Glimmers of Good News p1

In relation to social justice, some recent shifts in the media, in the UK …

Cotton Capital

A special series by the Guardian newspaper on how slavery changed the Guardian, Britain and the world.

It focuses on Manchester, the city where the Guardian was established, because of its connection to transatlantic slavery through the cotton trade.

Manchester is also where both my parents are from, and many people in my grandparents generation worked in the cotton mills and associated industries there. Until seeing this series though, it had never occurred to me that there was any connection between Manchester cotton and slavery in the United States!

In the Buddha’s teachings, ignorance is one of the three poisons, together with greed and aversion, that cause and perpetuate suffering. Ignorance is not merely a lack of knowledge, but a fundamental misunderstanding of the nature of reality and the interdependent nature of all things. So …

“If we want to overcome racism, we need to start by acknowledging the ways in which we are complicit in it, whether through our own actions or through the systems and institutions that perpetuate it.”

Rev. angel Kyodo williams “Radical Dharma: Talking Race, Love, and Liberation”

Lest We Remember: How Britain Buried Its History Of Slavery
by Gary Younge
Slavery is a central and indisputable fact of the nation’s past. But our failure to remember what really happened is more than mere forgetfulness

Illustration by Diana Ejaita

When heroic myths about slavery or empire have become thoroughly embedded into a culture, they do not simply evaporate on impact with reality. “Awareness” cannot be the cure for a disease that is not about forgetting, which is why the publication of hundreds of new books about British colonialism every year cannot, in itself, repair our collective memory.

“You already know enough. So do I,” writes Sven Lindqvist on the first page of Exterminate All the Brutes, his exploration of the consequences of European imperialism. “It is not knowledge we lack. What is missing is the courage to understand what we know and draw conclusions.

Restorative justice

As a result of their research … the owner of the Guardian has issued an apology for the role the newspaper’s founders had in transatlantic slavery and announced a decade-long programme of restorative justice. It expected to invest more than £10m, with millions dedicated specifically to descendant communities linked to the Guardian’s 19th-century founders.

… and in Aotearoa / New Zealand

Back in 2020, news company Stuff researched their own reporting in relation to Māori and discovered a long legacy of biased reporting, for which they apologised publicly.

Illustration by Johnson Witehira

Stuff’s apology to Māori – Our Truth, Tā Mātou Pono

The project began by researching the company’s archives to ask:
Had we marginalised Māori, stereotyped Māori, been responsible for shaping social stigma against Māori? Importantly, had we failed our own editorial checklist of fairness, accuracy and balance with one important segment of our audience, of New Zealand?

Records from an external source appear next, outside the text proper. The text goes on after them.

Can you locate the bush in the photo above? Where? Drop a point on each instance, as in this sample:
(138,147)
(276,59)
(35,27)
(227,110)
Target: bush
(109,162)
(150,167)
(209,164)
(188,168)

And perhaps unsurprisingly, the research revealed that:
Our coverage of Māori issues over the past 160 years ranged from racist to blinkered. Seldom was it fair or balanced in terms of representing Māori.

Apologies are hollow without a commitment to change, to do better in the future. We’ve begun that journey, with much distance to travel.

See here for more information on Stuff’s specific commitments to change

Carmen Parahi on Stuff’s public apology to Māori: ‘One of the most stressful times in my life’

Carmen Parahi (Ngāti Kahungunu, Ngāti Hine, Rongowhakaata), the journalist and editor who led the process, reflects on the progress and the personal cost of the project.

It’s now been more than 19 months since the public apology, and while Stuff has made progress on this kaupapa, head of news Mark Stevens concedes mistakes have continued to be made and “we’ve still got work to do”.

Parahi says she’s had to adopt a more realistic timeframe for the deep institutional changes she’s envisaged to come to fruition.

“What I didn’t realise – and what I should have, just from knowing the stories of our tūpuna and what they’ve been through to take their fights forward – was that it’s not going to take two years to change the whole world.
I actually thought it would. I thought that after the apology, when we got our work programme sorted out, that we would resolve all of the issues of the past and that would be the end of it.
No, it’s going to take a generation or two. I’m just here to start it and help it along its way. But it will be for others to benefit from it, and it will be them that will take it to the next level.
But she’s confident things are moving in the right direction.